In fertilizer production lines, granulation is a crucial link between raw material processing and finished product formation. Its technological level directly determines the fertilizer's efficacy, storage stability, and ease of application. This process, through physical or chemical means, transforms powdery or lumpy raw materials into uniformly sized and appropriately strong granules, and is a core step in achieving industrialized mass production and efficient application of fertilizers.
The granulation process begins with raw material pretreatment. The crushed and mixed basic fertilizer raw materials (such as nitrogen, phosphorus, and potassium fertilizers, and organic fertilizer raw materials) must first meet specific conditions: moisture content controlled between 8% and 15%, and particle fineness requiring passage through a sieve of 80 mesh or finer, ensuring uniform mixing and the necessary viscosity for granulation. Some processes also add binders (such as bentonite or starch derivatives) at this stage to ensure successful subsequent granulation.
The core granulation stage primarily employs three mainstream processes. The most common method is rotary drum granulation. Raw materials are moistened by spraying and rolled within an inclined rotating drum, naturally agglomerating into granules. This method is suitable for large-scale compound fertilizer production. Next is extrusion granulation. Raw materials are pressed into flakes by a high-pressure extruder, then crushed and screened to obtain granules. This method is suitable for heat-sensitive raw materials and retains more active ingredients. Then there's disc granulation. Pre-treated powdered raw materials are fed into a rotating disc with an adjustable tilt angle, while atomized water or a binder is sprayed evenly. Under the combined action of centrifugal force, gravity, and friction, the raw materials gradually agglomerate into granules. This process is simple to operate and produces highly rounded granules, commonly used in small to medium-sized organic fertilizer and compound fertilizer production lines, especially suitable for applications requiring high granule appearance. Regardless of the process, strict control of parameters such as rotation speed, pressure, and temperature (disc granulation focuses on controlling the disc tilt angle and rotation speed) is essential to ensure that the particle size is concentrated within the optimal range of 2-4 mm.
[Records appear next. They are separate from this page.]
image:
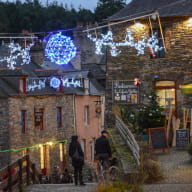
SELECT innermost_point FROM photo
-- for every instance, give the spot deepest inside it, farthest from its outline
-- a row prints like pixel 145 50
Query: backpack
pixel 76 156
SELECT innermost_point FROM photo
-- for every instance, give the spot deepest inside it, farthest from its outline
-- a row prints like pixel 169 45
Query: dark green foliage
pixel 151 115
pixel 145 116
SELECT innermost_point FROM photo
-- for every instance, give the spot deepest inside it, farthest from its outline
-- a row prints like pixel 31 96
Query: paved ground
pixel 61 188
pixel 177 169
pixel 176 166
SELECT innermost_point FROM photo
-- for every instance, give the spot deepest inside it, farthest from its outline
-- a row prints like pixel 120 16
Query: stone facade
pixel 4 132
pixel 51 133
pixel 175 66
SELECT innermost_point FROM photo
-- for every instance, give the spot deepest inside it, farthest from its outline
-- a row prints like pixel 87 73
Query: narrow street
pixel 177 169
pixel 61 188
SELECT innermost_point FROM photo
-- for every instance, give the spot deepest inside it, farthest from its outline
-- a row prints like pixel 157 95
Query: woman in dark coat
pixel 77 163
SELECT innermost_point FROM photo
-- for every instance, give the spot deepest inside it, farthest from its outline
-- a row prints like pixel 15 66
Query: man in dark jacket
pixel 103 149
pixel 77 163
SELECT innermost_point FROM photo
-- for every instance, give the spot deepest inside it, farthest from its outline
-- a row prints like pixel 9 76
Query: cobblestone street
pixel 177 169
pixel 176 166
pixel 61 188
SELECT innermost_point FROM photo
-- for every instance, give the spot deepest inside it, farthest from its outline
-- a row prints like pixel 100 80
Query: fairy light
pixel 55 82
pixel 60 49
pixel 65 82
pixel 35 84
pixel 129 41
pixel 17 51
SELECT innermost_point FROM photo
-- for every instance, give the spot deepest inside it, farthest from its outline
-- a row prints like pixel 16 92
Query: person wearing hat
pixel 77 156
pixel 103 149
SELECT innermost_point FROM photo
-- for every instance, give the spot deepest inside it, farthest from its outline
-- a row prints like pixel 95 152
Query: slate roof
pixel 95 69
pixel 166 8
pixel 9 79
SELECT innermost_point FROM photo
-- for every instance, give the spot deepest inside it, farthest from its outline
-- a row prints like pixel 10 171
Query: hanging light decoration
pixel 129 41
pixel 17 51
pixel 60 49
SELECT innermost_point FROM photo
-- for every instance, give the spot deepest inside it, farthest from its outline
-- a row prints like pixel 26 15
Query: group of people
pixel 102 151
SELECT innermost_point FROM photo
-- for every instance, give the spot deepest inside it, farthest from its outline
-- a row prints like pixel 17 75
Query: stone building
pixel 165 70
pixel 38 116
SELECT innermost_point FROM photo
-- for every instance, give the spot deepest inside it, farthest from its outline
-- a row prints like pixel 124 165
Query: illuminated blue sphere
pixel 60 49
pixel 55 82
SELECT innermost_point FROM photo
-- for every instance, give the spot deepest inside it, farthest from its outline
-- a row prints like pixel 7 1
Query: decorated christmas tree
pixel 151 115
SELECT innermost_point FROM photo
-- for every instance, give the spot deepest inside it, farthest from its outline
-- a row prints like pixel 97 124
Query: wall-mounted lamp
pixel 98 108
pixel 190 20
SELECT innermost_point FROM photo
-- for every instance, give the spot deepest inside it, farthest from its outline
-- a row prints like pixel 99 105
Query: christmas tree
pixel 151 115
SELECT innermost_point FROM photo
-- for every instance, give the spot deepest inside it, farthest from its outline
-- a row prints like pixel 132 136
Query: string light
pixel 60 49
pixel 129 41
pixel 56 82
pixel 33 84
pixel 34 146
pixel 17 51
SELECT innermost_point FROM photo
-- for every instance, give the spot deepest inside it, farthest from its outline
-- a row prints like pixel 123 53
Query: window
pixel 86 115
pixel 160 53
pixel 59 117
pixel 166 93
pixel 125 92
pixel 23 121
pixel 39 119
pixel 22 85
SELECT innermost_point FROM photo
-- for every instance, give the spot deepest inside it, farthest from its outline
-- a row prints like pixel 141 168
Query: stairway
pixel 124 147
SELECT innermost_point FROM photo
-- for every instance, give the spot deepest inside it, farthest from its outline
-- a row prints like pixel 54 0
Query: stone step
pixel 89 187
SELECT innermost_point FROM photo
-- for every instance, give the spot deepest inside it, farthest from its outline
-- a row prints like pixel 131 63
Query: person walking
pixel 103 149
pixel 77 156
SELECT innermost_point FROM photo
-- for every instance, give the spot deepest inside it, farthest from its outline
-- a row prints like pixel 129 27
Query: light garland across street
pixel 34 146
pixel 60 49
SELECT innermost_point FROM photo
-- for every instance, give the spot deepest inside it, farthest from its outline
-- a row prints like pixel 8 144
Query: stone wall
pixel 4 132
pixel 176 66
pixel 35 136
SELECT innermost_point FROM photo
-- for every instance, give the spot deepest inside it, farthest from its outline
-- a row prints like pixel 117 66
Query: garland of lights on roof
pixel 16 51
pixel 129 41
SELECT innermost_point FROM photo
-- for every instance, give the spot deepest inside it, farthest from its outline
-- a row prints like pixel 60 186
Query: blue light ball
pixel 55 82
pixel 60 49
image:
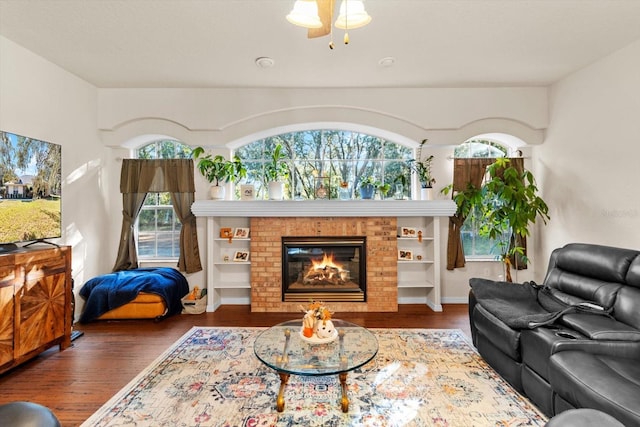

The granulated granules then require post-processing. Freshly formed wet granules first enter a drum fertilizer dryer, where excess moisture is removed at 60-120℃, reducing the moisture content to below 5%. They are then cooled to room temperature in a drum fertilizer cooler to prevent clumping during storage. Finally, a screening machine separates substandard granules (those that are too coarse or too fine are returned for regranulation), followed by coating to improve their moisture resistance and slow-release properties, ultimately resulting in a qualified fertilizer product.
The granulation process, seemingly simple, is actually a fusion of multiple disciplines. It not only solves the problems of powdered fertilizers being prone to dust and having low utilization rates, but also achieves balanced nutrient release through granulation, reducing fertilization costs and environmental risks. It is a key technological support for the fertilizer industry's transformation from quantity to quality.